The relationships we forge carry different levels of truth among what we willing choose to share.  In regards to truth, as communication is concerned, truth is relative. We as people are fallible and are not perfect. Oftentimes, what is perceived as truth is only an extent of truth’s entirety. We can account and anticipate people to produce behavior that correlates with one’s self-interested goals and ambitions. However, just because we act and behave in accordance with our own self-interest does not mean this behavior is malicious, negative, or potentially hurtful towards others.

As we continue to age, we find ourselves having the opportunity to ripen with maturity, poise, and grace learned from past misfortunes and missed opportunities. Slowly, but ever so consistently, we become deeper and more complex as individuals. Our thoughts broaden, our perspective enhances, and our objective becomes clearer.

As we develop relationships with the people living in our world, a certain level of truth is exposed. The exposure of truth depends on how much we trust a particular person with ourselves. Are we ever 100 percent us in action or conversation as if we were one entity to many miles? Or perhaps, do we ever put forth that same level of truth we speak with when in conversation with our respected, all-knowing, and all-powerful gods? The relationships we have with our peers; co-workers, students, team-members, etc. will not encompass the same deeper level of truth as the relationships we share with family members, spouses and partners, close friends, and so-on. We trust those we view more similarly to us; we surround ourselves with artists who perform in the same genre.

Perhaps the most honest relationships we have (however one-sided they may be) are with our pets. These animals that fill the void provided by indentured servants to provide happiness are the most-trustworthy of adversaries. Pets act as our free psychologists; our paid-friends listening to whatever sermon we preach to them.

However true, or honest, what is said may be; it is never as true, as honest, or as passionate as what is left unsaid. Others’ motives and reasons for their actions aren’t always revealed to us.  Abraham Lincoln said, “Better to remain silent and be thought a fool than to speak out and remove all doubt.” Lincoln refers to the subject as a fool according to others’ thoughts, not that the subject is actually a fool. The artistry of thoughts and actions we create will never be understood from the perspective of the on-looker, as it is so wholeheartedly recognized by oneself. We choose what performances or beliefs we deem the world deserving to see.

Dwelling in the sea of one’s subconscious desires and wants is an attempt at heavy bravado that will not remain afloat. Regardless, we can understand that one is to act in accordance with their desires, whether they are perceived as good or evil. These labeled actions are defined on the basis of the perspective of societal norms. With each of us learning behavior through our own experiences, what is normal? What is to be said for the people who aren’t raised innormal situations? And does the interest of one’s survival outweigh the interests of one’s attempt to gain happiness?

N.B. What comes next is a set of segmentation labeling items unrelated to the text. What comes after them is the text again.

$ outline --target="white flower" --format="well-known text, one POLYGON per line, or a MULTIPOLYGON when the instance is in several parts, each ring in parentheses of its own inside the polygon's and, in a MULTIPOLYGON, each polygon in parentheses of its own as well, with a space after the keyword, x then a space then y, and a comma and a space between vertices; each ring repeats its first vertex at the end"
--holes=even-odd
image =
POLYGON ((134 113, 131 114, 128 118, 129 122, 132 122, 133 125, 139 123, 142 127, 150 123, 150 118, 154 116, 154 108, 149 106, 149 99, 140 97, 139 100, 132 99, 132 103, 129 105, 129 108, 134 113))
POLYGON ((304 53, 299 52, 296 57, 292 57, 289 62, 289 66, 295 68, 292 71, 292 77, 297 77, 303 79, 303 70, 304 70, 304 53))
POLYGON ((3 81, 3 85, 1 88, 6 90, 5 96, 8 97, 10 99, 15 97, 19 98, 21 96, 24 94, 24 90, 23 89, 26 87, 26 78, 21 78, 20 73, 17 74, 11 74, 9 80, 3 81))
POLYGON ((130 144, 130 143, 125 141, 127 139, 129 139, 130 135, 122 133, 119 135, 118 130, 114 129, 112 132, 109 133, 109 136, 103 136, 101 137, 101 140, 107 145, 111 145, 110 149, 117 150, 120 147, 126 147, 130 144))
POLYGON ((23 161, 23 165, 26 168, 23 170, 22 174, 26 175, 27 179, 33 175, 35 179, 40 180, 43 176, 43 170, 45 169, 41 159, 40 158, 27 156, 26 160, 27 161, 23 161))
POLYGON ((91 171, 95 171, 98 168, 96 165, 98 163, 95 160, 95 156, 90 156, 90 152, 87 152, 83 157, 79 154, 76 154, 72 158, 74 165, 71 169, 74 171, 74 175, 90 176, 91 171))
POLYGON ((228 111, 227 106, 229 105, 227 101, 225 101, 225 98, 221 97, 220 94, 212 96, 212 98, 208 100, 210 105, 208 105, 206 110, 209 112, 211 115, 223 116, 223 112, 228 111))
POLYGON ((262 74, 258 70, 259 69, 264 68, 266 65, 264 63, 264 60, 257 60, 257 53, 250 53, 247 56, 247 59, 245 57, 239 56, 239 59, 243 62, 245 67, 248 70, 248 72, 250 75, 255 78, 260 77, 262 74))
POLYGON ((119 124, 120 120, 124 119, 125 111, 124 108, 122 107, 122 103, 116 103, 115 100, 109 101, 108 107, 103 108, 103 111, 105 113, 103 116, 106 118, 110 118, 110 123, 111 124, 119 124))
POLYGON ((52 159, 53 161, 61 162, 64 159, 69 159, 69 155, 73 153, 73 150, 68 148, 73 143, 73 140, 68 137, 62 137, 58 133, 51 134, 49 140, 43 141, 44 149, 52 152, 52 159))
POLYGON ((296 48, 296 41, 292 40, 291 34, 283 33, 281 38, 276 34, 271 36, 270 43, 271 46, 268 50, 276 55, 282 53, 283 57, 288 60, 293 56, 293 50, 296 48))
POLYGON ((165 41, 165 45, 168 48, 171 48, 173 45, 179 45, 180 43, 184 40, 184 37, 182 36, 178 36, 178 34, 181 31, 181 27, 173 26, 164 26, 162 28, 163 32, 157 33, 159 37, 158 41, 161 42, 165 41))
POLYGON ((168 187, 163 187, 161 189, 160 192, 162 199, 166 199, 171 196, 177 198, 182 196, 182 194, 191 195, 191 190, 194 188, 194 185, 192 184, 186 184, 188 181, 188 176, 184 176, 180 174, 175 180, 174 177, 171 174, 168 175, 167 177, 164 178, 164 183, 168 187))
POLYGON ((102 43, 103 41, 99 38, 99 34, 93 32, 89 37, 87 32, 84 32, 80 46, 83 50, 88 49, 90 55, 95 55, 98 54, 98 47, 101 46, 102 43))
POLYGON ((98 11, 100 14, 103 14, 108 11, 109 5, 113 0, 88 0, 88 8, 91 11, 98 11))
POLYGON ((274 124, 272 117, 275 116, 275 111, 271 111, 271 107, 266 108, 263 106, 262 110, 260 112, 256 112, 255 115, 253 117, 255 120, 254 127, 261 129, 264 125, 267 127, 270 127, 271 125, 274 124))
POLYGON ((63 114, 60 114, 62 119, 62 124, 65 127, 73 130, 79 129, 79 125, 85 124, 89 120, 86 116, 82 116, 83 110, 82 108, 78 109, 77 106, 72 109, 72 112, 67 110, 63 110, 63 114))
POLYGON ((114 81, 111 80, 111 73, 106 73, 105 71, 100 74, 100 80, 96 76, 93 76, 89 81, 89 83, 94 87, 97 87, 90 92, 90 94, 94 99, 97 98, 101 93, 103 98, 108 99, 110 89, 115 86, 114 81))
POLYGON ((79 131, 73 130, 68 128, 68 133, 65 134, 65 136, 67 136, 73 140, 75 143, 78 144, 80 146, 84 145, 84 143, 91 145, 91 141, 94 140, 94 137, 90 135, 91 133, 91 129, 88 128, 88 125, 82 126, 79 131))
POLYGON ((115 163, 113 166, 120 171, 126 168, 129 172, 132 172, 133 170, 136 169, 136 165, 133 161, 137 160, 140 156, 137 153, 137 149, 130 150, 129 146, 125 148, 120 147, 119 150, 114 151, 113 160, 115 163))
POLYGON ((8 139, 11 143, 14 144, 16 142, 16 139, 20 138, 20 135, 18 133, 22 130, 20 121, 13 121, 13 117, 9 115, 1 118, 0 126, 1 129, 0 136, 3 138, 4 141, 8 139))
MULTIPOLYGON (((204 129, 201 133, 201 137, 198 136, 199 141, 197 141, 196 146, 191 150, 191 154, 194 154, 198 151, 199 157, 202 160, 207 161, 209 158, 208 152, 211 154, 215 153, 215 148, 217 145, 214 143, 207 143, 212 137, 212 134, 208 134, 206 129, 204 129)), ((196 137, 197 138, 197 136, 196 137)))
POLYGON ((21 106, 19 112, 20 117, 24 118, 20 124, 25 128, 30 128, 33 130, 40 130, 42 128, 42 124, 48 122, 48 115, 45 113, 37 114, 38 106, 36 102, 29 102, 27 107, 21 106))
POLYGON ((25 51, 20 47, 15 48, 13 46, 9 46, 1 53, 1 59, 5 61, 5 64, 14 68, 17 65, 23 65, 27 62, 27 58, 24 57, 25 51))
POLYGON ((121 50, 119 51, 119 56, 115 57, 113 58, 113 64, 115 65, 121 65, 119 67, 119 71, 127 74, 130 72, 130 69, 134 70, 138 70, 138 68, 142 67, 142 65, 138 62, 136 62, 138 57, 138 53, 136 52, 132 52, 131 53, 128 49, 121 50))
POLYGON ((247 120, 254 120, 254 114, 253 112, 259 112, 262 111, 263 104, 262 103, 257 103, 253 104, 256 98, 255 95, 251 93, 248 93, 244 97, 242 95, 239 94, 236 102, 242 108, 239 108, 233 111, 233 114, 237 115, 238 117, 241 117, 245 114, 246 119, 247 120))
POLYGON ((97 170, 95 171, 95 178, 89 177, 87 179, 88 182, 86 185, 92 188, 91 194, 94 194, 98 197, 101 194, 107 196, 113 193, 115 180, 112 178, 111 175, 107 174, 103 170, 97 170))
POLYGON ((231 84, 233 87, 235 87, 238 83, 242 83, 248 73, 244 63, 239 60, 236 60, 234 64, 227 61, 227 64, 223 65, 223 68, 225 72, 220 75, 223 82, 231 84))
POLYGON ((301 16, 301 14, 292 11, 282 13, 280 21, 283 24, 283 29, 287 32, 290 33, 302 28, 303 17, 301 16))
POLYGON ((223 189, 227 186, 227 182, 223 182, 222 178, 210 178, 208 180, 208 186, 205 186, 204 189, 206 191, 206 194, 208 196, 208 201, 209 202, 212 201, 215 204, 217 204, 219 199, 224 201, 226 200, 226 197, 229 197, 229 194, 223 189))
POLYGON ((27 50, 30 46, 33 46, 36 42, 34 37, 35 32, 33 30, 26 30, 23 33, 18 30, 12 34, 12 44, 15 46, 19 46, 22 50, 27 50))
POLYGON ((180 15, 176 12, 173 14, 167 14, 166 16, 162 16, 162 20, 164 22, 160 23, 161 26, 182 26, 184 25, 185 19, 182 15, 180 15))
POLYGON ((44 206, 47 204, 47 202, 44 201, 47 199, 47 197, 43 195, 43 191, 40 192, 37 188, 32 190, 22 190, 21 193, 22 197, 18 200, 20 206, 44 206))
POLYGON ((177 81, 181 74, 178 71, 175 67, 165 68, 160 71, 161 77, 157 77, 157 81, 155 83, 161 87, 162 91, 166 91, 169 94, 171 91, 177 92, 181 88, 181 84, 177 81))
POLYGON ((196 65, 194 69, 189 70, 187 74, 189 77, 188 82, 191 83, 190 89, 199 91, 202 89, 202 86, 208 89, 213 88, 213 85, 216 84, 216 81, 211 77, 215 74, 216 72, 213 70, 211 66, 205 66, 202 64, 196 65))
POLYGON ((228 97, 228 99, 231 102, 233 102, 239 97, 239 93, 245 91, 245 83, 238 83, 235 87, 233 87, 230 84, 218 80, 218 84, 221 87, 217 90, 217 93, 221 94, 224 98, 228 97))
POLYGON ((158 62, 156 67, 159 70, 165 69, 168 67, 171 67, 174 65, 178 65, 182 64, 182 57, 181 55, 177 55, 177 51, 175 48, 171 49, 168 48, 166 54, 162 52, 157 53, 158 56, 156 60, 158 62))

We either put ourselves in situations of interest and desire now, or we put ourselves in situations that correspond to the enhancing of our survival. Most people want to be trustworthy, but there are people who couldn’t care less if it’s not in their perceived best interest to be so. For some people, if there isn’t a high-risk for not being trustworthy, there may be outweighing benefits than your offer of trust. We all are guilty of acting in accordance with our priorities; otherwise we wouldn’t put our desires into action. We would let opportunities pass us by, we wouldn’t emphasis the commitments we make of our time, and we wouldn’t have learned anything at all. Successes learn to take advantage of the opportunities they are presented. When one has a definitive sense of what it is they are after, their path becomes clear and unambiguous.

Given a choice, you should trust that people are honest with you. Following a similar system installed to administer justice in this country, people are innocent until they prove themselves to be guilty. Trust is the behavior people exude (specific to the expected and anticipated action) when no one is around them. One way we can preview how people honor us (when they are not in our presence), is to monitor the words they make about others; to us, in the trust they bestow upon us. Whatever research or evidence you may draw, be wary of the impulsive desire to create subjective conclusions (pertaining to others) that match the desire to see people as we wish to see them. Some people may have the best intentions for us, but through our perceived notions of their untrustworthiness, we don’t grant the opportunity that allows one to prove or disprove their worth to us.